Extensive Use Abroad
Voice communications can be collected by the NSA whether they are being sent
by regular phone lines, over cellular networks, or through voice-over-internet
services. Previously released documents
from the Snowden archive describe enormous efforts by the NSA during the last
decade to get access to voice-over-internet content like Skype calls, for
instance. And other documents in the archive chronicle the agency’s adjustment
to the fact that an increasingly large percentage of conversations, even those
that start
as landline or mobile calls, end
up as digitized packets flying through the same fiber-optic cables that the
NSA taps
so effectively for other data and voice communications.
The Snowden archive, as searched and analyzed by The Intercept ,
documents extensive use of speech-to-text by the NSA to search through
international voice intercepts — particularly in Iraq and Afghanistan, as well
as Mexico and Latin America.
For example, speech-to-text was a key but previously unheralded element of
the sophisticated analytical program known as the Real Time Regional Gateway
(RTRG), which started in 2005 when newly appointed NSA chief Keith B.
Alexander, according to the
Washington Post , “wanted
everything: Every Iraqi text message, phone call and e-mail that could be
vacuumed up by the agency’s powerful computers.”
The Real Time Regional Gateway was credited with playing a role in
“breaking up Iraqi insurgent networks and significantly reducing the monthly
death toll from improvised explosive devices.” The indexing and searching
of “voice cuts” was deployed to Iraq in 2006. By 2008, RTRG was operational in
Afghanistan as well.
A slide from a June
2006 NSA powerpoint presentation described the role of VoiceRT:
Keyword spotting extended to Iranian intercepts as well. A
2006
memo reported that RHINEHART had been used successfully by Persian-speaking
analysts who “searched for the words ‘negotiations’ or ‘America’ in their
traffic, and RHINEHART located a very important call that was transcribed
verbatim providing information on an important Iranian target’s discussion of
the formation of a the new Iraqi government.”
According to a 2011 memo, “How
is Human Language Technology (HLT) Progressing? “, NSA that year deployed
“HLT Labs” to Afghanistan, NSA facilities in Texas and Georgia, and listening
posts in Latin America run by the Special
Collection Service, a joint NSA/CIA unit that operates out of embassies and
other locations.
“Spanish is the most mature of our speech-to-text analytics,” the memo says,
noting that the NSA and its Special Collections Service sites in Latin America,
have had “great success searching for Spanish keywords.”
The memo offers an example from NSA Texas, where an analyst newly trained on
the system used a keyword search to find previously unreported information on a
target involved in drug-trafficking. In another case, an official at a Special
Collection Service site in Latin America “was able to find foreign intelligence
regarding a Cuban official in a fraction of the usual time.”
In a 2011 article, “Finding
Nuggets — Quickly — in a Heap of Voice Collection, From Mexico to Afghanistan ,”

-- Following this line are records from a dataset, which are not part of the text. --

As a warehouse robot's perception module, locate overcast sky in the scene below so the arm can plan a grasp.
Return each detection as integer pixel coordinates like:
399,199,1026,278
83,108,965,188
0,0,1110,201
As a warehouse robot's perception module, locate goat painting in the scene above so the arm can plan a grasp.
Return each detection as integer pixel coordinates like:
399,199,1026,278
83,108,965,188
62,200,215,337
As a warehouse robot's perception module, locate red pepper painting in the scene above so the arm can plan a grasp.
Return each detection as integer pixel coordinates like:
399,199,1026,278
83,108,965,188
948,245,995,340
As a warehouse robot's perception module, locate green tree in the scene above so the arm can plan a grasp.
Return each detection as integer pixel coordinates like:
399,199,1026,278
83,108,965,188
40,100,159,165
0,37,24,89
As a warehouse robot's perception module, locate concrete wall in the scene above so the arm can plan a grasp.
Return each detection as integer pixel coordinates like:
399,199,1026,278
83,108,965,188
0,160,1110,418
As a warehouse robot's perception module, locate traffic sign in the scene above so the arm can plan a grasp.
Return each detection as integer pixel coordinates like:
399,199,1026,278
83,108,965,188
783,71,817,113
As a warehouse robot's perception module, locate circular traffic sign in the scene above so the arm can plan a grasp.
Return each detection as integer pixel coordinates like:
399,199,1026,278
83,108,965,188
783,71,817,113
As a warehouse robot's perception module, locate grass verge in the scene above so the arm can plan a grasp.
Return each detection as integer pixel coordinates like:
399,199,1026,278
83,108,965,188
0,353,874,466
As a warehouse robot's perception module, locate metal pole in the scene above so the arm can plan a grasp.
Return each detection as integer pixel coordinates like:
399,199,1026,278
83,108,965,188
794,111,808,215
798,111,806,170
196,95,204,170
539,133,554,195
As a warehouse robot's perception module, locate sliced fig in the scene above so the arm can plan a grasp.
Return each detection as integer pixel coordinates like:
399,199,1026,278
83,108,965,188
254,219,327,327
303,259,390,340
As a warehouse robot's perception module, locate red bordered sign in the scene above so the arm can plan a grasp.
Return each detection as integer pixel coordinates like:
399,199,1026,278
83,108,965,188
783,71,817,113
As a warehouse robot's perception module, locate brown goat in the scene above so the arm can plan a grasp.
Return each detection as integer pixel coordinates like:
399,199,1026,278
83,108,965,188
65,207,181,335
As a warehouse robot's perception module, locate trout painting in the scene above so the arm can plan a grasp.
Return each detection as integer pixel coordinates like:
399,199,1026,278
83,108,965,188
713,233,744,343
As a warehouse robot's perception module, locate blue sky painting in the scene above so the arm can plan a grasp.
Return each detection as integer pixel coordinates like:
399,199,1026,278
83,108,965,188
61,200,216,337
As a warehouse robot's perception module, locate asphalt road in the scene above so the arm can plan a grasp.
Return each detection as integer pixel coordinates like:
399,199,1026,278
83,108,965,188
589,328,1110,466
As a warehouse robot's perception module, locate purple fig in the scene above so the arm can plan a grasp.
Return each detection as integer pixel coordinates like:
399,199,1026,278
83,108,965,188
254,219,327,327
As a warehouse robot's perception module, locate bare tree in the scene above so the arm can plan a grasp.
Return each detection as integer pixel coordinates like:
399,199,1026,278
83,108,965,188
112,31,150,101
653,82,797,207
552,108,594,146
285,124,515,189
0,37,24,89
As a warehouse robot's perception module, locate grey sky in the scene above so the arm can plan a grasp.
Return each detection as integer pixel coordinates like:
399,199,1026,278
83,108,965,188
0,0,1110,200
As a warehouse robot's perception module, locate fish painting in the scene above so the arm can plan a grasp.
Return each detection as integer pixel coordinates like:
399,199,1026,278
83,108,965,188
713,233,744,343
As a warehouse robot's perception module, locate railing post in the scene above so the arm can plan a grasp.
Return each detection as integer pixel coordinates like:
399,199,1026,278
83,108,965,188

an intelligence analysis technical director from NSA Texas described the “rare
life-changing instance” when he learned about human language technology, and
its ability to “find the exact traffic of interest within a mass of
collection.”
Analysts in Texas found the new technology a boon for spying. “From finding
tunnels in Tijuana, identifying bomb threats in the streets of Mexico City, or
shedding light on the shooting of US Customs officials in Potosi, Mexico, the
technology did what it advertised: It accelerated the process of
finding relevant intelligence when time was of the essence ,” he wrote.
(Emphasis in original.)
The author of the memo was also part of a team that introduced the
technology to military leaders in Afghanistan. “From Kandahar to Kabul, we have
traveled the country explaining NSA leaders’ vision and introducing SIGINT
teams to what HLT analytics can do today and to what is still needed to make
this technology a game-changing success,” the memo reads.
Extent of Domestic Use
Remains Unknown
What’s less clear from the archive is how extensively this capability is
used to transcribe or otherwise index and search voice conversations that
primarily involve what the NSA terms “U.S. persons.”
The NSA did not answer a series of detailed questions about automated speech
recognition, even though an NSA “classification
guide ” that is part of the Snowden archive explicitly states that “The fact
that NSA/CSS has created HLT models” for speech-to-text processing as well as
gender, language and voice recognition, is “UNCLASSIFIED.”
Also unclassified: The fact that the processing can sort and prioritize
audio files for human linguists, and that the statistical models are regularly
being improved and updated based on actual intercepts. By contrast, because
they’ve been tuned using actual intercepts, the specific parameters of the
systems are highly classified.
“The National Security Agency employs a variety of technologies in the
course of its authorized foreign-intelligence mission,” spokesperson Vanee’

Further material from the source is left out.